The group of Buddhist, Catholic and Muslim clergy also called on the Sri Lankan government to take legal action against the Malaysian shipping company that owns the captured ship.

“When recruiting people, a shipping company undertakes to safeguard the lives of their crews and at this moment this company cannot ignore their responsibilities,” Cardinal Malcolm Ranjith said.

The Malaysian-flagged cargo vessel MV Albedo was hijacked in November 2010 in the Gulf of Aden as it was sailing to Kenya. Seven Pakistani sailors were released on August 1, but seven Sri Lankans, six Bangladeshis, one Indian and one Iranian are still in captivity.

Worries about the safety of the remaining crew resurfaced after reports on the conditions suffered by the freed sailors.

“The Malaysian-based company at first agreed to contribute to any ransom that would be paid.

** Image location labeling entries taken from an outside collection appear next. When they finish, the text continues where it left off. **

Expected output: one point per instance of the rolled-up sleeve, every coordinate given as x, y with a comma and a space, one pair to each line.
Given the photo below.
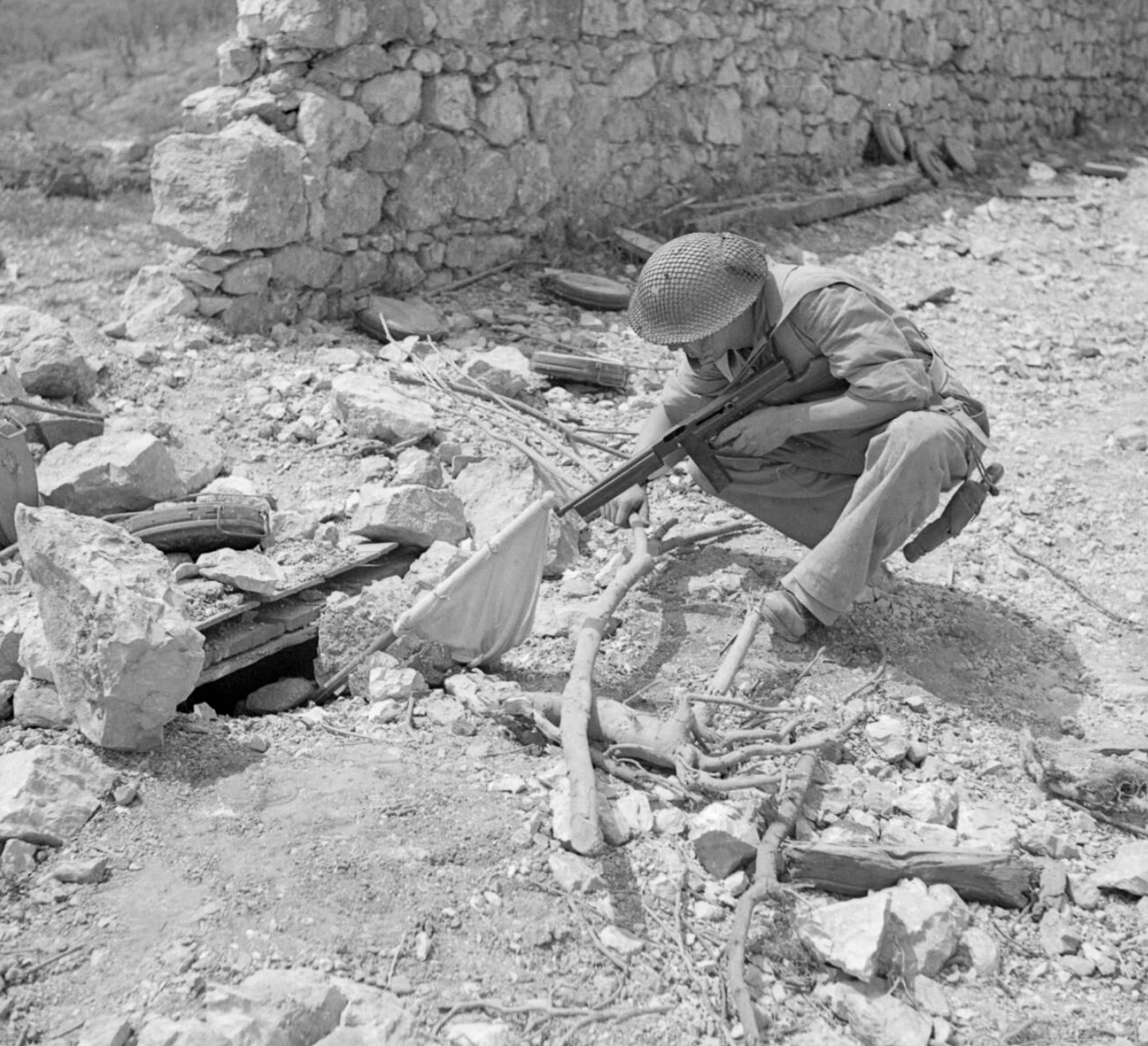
863, 345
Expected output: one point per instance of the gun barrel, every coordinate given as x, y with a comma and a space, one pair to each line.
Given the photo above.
685, 439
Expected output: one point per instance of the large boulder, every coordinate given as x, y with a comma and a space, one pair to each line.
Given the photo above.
239, 190
116, 472
123, 655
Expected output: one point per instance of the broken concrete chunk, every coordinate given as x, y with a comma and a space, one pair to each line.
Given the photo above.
116, 472
280, 696
435, 565
295, 1005
987, 825
932, 802
889, 738
926, 925
503, 370
197, 459
372, 409
850, 934
916, 835
1128, 870
721, 854
48, 792
1058, 934
576, 874
409, 514
38, 704
416, 465
153, 299
875, 1016
723, 816
123, 655
982, 952
243, 569
84, 871
49, 363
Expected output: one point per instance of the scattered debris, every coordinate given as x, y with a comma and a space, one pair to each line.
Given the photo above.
768, 212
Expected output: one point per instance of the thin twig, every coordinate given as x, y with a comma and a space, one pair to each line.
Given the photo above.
594, 939
596, 1016
1073, 585
481, 276
32, 971
394, 959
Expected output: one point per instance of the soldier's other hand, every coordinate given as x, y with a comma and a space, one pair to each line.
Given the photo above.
629, 503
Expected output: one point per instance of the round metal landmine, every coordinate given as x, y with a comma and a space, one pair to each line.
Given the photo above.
402, 319
589, 290
930, 161
890, 139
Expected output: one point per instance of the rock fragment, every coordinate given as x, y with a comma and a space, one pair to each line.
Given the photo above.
243, 569
123, 655
116, 472
1128, 870
48, 792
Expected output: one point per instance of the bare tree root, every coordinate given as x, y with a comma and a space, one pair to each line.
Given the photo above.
765, 884
577, 695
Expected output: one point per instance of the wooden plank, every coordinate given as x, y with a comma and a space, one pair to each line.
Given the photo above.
853, 870
815, 208
372, 554
244, 660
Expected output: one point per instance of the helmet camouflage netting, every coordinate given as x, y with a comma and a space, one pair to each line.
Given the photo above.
696, 285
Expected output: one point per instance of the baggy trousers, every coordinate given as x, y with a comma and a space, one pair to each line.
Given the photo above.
851, 523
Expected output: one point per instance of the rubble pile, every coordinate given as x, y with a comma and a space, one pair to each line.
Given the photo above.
394, 865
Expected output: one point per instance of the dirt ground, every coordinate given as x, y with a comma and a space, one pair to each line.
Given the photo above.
417, 859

But now they are refusing to do so,” said Wilasani Wakwella, wife of Nalinda Wakwella, the ship's engineer who is still captive.

“We don't want them to languish and die there, and I can't express how difficult this is for us,” she said.

A senior official of the Shipping Masters Office, a government-run institution in charge of sailors working for foreign companies, said the seven sailors were not working legally on the MV Albedo, and the government could not intervene.

Records indicate nearly 6,000 Sri Lankans have registered to work on foreign ships, although many more are working without documentation.